Insulin expression in the main olfactory epithelium after IND treatment. A–P, Representative coronal sections (16–20 μm) of the MOE were double immunolabeled with αOMP (A, E, I, M) and αInsulin (B, F, J, N), and then stained with the nuclear marker DAPI (C, G, K, O). Sections were acquired from awake mice receiving IND treatment (I, insulin; P, PBS control; B, boiled insulin) or handled but not treated (U, untreated) for 7 d. Immunolabeled proteins were visualized on a confocal microscope using sequential channel scanning with a merged overlay (D, H, L, P) as in Figure 3. Note: Insulin and boiled insulin IND treatment conditions (B, J) show robust insulin immunoreactivity in all epithelial layers, especially in the cilia layer. PBS vehicle IND treatment (F) and untreated animals (N) display virtually no insulin immunoreactivity. Representative sections in which peroxidase-based immunolabeling was used for immunodetection of the primary antibody in untreated animals. P, No primary (NP) control section. R, Moderate insulin immunoreactivity in all layers of the epithelium, with labeling present in the cilia layer in which odor transduction machinery is expressed (arrow). Scale bars: A–P, 100 μm; Q, R, 25 μm.

Figure 11.

IR expression in the olfactory epithelium. Same as in Figure 10, but for untreated mice double immunolabeled with α-OMP (A) and α-IR (B), and then stained with DAPI (C), and merged (D) to determine the distribution of IR in the epithelium. E–H, No primary controls (NP) demonstrating lack of immunoreactivity in the absence of αOMP or αIR primary antisera. I, J, Peroxidase-based immunolabeling: no primary control (NP) when IR antisera is omitted (I), αIR (J). K, L, Low field magnification of αIR labeling using peroxidase- and fluorescence-based detection on consecutive sections, respectively. Scale bars: A–J, 20 μm; K, L, 100 μm. M, Western blot analysis probing for αIR (Blot: IR) in purified MOE membranes (membrane prep) across various postnatal stages as indicated or in immunoprecipitates (IP: IR) prepared from P20 aged mice; 30 μg loaded protein; M_r = 97 kDa. N, Same as in M, but for whole-cell MOE lysates in which varying concentrations of loaded protein (indicated above gel) or donkey anti-rabbit secondary antisera (DAR) (below gel) were tested. Nitrocellulose membranes were cut at the 62 kDa migration marker, and the bottom one-half was probed with α-actin (blot α-actin) to verify successive increases in protein loading.

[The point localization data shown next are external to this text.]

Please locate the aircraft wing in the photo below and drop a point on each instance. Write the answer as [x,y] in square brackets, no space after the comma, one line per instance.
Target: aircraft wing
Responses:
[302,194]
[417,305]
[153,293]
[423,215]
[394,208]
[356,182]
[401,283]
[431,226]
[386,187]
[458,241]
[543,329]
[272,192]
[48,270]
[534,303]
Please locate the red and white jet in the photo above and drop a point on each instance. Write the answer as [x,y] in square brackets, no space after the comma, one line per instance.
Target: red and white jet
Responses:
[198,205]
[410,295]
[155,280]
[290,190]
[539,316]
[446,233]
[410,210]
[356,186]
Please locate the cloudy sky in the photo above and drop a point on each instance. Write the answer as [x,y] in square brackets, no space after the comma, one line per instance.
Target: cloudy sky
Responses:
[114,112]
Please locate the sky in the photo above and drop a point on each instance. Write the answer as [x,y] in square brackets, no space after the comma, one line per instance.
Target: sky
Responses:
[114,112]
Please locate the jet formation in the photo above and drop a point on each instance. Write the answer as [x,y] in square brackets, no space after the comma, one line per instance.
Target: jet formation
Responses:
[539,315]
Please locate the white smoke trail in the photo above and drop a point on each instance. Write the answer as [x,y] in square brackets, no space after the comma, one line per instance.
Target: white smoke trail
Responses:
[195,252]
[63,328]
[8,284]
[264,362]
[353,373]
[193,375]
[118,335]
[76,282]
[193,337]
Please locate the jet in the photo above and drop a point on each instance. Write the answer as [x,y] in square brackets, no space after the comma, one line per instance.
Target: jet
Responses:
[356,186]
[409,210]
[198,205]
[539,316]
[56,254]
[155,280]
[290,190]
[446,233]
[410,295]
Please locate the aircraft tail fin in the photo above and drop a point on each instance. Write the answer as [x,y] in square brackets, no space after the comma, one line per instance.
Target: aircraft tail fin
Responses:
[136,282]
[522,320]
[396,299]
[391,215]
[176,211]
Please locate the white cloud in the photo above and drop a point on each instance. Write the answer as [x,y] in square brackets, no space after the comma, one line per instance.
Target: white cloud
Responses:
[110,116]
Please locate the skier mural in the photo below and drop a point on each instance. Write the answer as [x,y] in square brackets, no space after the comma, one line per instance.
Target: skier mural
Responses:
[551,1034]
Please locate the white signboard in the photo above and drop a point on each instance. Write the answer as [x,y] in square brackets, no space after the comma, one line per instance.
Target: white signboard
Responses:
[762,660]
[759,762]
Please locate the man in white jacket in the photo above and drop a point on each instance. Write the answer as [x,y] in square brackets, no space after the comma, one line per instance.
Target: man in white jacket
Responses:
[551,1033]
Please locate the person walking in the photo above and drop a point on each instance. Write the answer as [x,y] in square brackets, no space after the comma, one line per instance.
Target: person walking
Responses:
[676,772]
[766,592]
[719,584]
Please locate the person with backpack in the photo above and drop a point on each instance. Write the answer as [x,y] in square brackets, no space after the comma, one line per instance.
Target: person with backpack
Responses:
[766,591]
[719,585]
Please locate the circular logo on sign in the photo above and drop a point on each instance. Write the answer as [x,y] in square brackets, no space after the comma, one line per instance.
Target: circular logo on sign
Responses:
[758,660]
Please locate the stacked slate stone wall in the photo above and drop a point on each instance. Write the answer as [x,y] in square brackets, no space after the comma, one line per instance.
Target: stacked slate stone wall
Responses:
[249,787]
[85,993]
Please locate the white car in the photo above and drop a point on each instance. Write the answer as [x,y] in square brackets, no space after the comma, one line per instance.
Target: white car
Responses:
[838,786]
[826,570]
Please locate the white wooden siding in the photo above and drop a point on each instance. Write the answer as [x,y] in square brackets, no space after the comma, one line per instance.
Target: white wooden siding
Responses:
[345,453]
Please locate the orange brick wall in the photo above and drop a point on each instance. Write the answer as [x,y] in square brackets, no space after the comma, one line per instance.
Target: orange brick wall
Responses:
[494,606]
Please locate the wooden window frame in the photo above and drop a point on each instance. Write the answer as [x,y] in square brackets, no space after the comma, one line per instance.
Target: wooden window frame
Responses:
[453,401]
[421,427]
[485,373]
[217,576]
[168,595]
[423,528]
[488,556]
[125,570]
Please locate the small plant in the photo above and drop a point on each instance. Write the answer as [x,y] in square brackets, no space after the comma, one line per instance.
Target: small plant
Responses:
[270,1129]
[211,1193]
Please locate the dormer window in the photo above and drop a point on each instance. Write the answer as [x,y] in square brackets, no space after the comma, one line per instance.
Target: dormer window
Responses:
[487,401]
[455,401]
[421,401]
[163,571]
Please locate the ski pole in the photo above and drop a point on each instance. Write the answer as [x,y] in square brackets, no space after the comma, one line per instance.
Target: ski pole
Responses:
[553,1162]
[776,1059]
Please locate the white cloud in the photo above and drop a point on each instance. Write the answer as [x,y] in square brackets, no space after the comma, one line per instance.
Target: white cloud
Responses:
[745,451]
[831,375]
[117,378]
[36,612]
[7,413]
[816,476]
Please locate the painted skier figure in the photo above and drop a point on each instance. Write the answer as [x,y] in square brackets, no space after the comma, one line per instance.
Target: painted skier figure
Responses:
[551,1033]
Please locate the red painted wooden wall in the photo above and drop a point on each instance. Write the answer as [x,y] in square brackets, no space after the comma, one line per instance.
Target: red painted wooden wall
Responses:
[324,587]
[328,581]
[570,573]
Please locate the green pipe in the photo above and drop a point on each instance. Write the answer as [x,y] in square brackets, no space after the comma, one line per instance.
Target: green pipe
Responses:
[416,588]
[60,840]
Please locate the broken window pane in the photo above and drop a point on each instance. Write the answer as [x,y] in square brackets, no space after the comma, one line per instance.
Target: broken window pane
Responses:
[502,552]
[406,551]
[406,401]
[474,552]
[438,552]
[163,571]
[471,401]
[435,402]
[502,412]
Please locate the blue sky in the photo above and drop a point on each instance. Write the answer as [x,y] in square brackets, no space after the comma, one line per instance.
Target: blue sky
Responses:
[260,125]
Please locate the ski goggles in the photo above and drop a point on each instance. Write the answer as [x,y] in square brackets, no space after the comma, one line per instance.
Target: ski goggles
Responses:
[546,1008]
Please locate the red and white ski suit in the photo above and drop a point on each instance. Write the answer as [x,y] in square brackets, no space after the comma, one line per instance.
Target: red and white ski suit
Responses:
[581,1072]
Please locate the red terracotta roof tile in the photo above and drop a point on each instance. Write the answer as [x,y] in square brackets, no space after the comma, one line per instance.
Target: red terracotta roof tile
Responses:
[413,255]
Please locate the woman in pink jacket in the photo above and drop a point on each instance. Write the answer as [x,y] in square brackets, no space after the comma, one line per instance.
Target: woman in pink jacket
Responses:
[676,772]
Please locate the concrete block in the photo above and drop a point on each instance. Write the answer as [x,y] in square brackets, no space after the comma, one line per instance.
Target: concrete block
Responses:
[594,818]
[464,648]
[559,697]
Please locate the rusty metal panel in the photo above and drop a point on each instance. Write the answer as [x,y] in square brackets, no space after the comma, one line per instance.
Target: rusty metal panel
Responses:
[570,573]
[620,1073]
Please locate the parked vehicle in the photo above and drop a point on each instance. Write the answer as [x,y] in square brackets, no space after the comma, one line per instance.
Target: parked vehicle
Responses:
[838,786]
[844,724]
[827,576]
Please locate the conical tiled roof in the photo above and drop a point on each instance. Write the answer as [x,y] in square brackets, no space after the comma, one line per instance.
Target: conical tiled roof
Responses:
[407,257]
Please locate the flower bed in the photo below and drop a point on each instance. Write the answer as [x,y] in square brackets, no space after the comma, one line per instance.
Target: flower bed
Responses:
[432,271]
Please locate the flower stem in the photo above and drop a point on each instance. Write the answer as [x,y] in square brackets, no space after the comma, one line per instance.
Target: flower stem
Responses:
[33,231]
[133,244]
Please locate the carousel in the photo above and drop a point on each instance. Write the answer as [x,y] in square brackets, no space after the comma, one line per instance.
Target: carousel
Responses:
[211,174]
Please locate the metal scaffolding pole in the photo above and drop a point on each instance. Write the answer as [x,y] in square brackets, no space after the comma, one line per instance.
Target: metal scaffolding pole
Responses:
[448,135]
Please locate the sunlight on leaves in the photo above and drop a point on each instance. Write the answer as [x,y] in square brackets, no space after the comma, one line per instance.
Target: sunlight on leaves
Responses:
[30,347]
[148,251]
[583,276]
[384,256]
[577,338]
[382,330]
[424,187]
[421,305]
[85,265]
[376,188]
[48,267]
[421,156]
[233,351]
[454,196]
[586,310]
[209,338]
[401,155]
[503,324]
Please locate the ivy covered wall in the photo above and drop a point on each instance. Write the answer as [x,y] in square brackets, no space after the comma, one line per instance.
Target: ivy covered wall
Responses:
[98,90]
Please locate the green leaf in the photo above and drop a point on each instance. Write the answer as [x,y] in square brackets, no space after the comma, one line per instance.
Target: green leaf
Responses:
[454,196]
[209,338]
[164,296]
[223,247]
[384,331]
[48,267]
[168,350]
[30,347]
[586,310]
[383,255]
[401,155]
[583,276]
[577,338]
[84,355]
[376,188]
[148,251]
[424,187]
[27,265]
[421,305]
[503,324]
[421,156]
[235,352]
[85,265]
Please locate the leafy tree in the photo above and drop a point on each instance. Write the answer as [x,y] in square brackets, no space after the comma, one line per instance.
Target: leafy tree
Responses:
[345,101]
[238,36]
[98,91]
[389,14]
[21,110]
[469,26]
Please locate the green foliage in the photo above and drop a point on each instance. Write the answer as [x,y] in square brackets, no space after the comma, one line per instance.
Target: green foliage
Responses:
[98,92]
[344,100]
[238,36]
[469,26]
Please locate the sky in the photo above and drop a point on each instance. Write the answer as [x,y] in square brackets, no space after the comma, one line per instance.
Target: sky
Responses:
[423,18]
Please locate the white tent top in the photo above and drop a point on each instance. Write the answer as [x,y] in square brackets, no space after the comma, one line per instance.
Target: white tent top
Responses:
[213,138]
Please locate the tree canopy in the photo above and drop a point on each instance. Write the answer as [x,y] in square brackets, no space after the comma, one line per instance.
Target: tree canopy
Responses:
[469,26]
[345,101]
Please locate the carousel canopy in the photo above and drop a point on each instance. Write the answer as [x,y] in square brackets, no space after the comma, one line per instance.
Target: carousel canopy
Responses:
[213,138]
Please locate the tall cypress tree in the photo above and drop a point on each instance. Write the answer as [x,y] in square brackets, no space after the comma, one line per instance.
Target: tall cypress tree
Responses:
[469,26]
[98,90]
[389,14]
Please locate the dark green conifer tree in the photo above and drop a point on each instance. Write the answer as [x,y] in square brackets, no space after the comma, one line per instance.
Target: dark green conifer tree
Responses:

Note: IR expression begins to resolve at 60 μg of loaded protein and displays very faint immunoreactivity at lower protein loading using higher secondary antisera concentrations.

Figure 12.

Anti-phosphotyrosine immunoreactivity does not strongly increase after insulin IND treatment. Same as in Figure 10 (A–P) but for anti-phosphotyrosine (B, F, J, N). Scale bar, 100 μm.

Figure 13.

Lack of insulin IND-induced Kv1.3 phosphorylation after maintenance on a MHF diet to yield a prediabetic state. A, B, Line (A) and bar graph (B) plotting the development of body weight gain in control (solid bars) versus MHF diet (open bars) maintained mice for a 55 week period. Data represent the mean (±SEM) of eight mice in each diet treatment group before IND treatment. *Significantly different mean, two-way ANOVA with a Student–Newman–Keuls test (α = 0.05). C, Representative Western blot and quantitative scanning densitometry summary bar graph of Kv1.3 tyrosine phosphorylation (62 kDa) in OB of control and MHF diet fed mice. The bottom band in all conditions is the heavy band of IgG. Analysis, IND treatment interval, and notation are as in Figure 1.

Figure 14.

Increased object memory and anxiolytic behaviors after insulin IND treatment is dampened in prediabetic mice. A–D, The effect of MHF diet on IND treatment induced behaviors are plotted for long-term (24 h) object memory (A), LDB paradigm (B), MB behavior (C), and EPM performance (D). See text for details of methods and Figures 6 and 7 for notation, analysis, and statistical design. *Significantly different mean (±SEM) after repeated measure (within treatment) by paired t test, α = 0.05, N = 2–5 per treatment group.